Today, with roughly 20 regular participants and volunteers gathering in less than a year, organizers say more people are showing interest all the time and what started as an idea has quickly become a program people seem to enjoy being a part of and one others rely on.
The group regularly meets the third Tuesday of every month to play games and activities meant to stimulate brain activity, swap stories and to get out of the house for a few hours of fun in a stress-free environment.
Former SUNY Cortland psychology professor and program organizer Bill Hopkins said Tuesday the Memory Cafe program has grown rapidly since starting in October.
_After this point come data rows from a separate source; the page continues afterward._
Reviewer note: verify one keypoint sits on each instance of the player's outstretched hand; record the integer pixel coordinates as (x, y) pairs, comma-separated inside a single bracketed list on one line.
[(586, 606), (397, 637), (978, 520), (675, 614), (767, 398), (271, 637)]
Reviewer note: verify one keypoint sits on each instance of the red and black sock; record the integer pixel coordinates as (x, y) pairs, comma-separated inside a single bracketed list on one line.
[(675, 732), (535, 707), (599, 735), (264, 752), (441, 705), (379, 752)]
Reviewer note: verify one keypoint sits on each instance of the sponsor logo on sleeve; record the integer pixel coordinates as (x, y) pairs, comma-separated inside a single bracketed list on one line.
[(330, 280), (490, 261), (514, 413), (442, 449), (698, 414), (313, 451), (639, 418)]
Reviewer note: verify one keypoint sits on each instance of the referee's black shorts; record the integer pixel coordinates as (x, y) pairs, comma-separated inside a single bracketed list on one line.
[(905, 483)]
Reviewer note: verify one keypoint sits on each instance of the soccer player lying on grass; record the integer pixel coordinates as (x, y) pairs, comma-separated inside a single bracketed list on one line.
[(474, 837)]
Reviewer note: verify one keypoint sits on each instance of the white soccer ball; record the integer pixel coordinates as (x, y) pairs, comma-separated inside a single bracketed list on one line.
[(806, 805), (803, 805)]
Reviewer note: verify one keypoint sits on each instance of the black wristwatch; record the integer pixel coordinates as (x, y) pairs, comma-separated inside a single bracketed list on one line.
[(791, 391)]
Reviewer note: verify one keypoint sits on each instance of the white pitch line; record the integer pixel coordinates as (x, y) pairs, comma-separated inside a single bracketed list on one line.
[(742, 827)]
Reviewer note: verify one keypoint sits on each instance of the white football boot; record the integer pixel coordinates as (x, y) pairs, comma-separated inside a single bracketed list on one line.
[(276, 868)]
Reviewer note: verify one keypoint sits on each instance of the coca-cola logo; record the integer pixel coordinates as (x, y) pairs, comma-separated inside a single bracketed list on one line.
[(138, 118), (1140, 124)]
“(It’s been) phenomenal because of the community support we’ve been getting,” Hopkins said. “The word is getting out.”
For example, the Cortland Community Center has served as the regular meet-up place for the Memory Cafe. But on Tuesday, the group opted for a change of scenery and had a picnic at Durkee Park in the village of Homer.
The regular attendees of the Memory Cafe program were joined by people from the Brewster House assisted living facility in Homer.
Residents from Walden Place assisted living facility in Cortlandville will be participating in the program in August.
“I can’t keep up with the enthusiasm that people have that want to be part of this,” Hopkins said.
One of those people is Cortland resident Carol Crannage, who said she was invited to attend a meeting three months ago. She volunteered, finding the Memory Cafe to not only to be a productive use of her time, but beneficial for others.
“I fell in love with everybody,” Crannage said. “I’ll continue doing this. There’s a lot of people out there who need help and entertainment. I love it.”
Groton resident Maria Cotterill has been attending the Memory Cafe with her father, Garry Davidson, since it began.
Cotterill said as a caretaker, the Memory Cafe has been a great resource as she gets feedback from knowledgeable people who can — and want — to help.
“Sometimes you have questions,” Cotterill said. “The people who volunteer their time — they’ve been caretakers, they’ve been nurses. They offer so much. There’s a feeling of being welcome. It’s just encouraging and people are always friendly.”
It helps that her father, Davidson, enjoys the Memory Cafe each month, too.
“I look forward to this,” Davidson said. “I like it because it’s so much fun. The people are great. I enjoy it. It’s beautiful.”
Hopkins said things are going so well that the Memory Cafe is considering doing more activities like field trips in the future, but there are small yet significant plans he hopes to get going for the short term, like teaching people how to use the internet.
To accomplish this, they have already enlisted a couple of local high school students and interns from SUNY Cortland and Tompkins Cortland Community College — and volunteers from the community — to help with the Memory Cafe.
From the participants to the organizers and volunteers, everyone said the good the Memory Cafe seems to be doing for people is just as exciting to be a part of as it is to watch. Hopkins said he encouraged more people to get involved and to experience it for themselves.
“You can just feel the energy,” he said. “It’s hard to measure it, but you know it’s there.”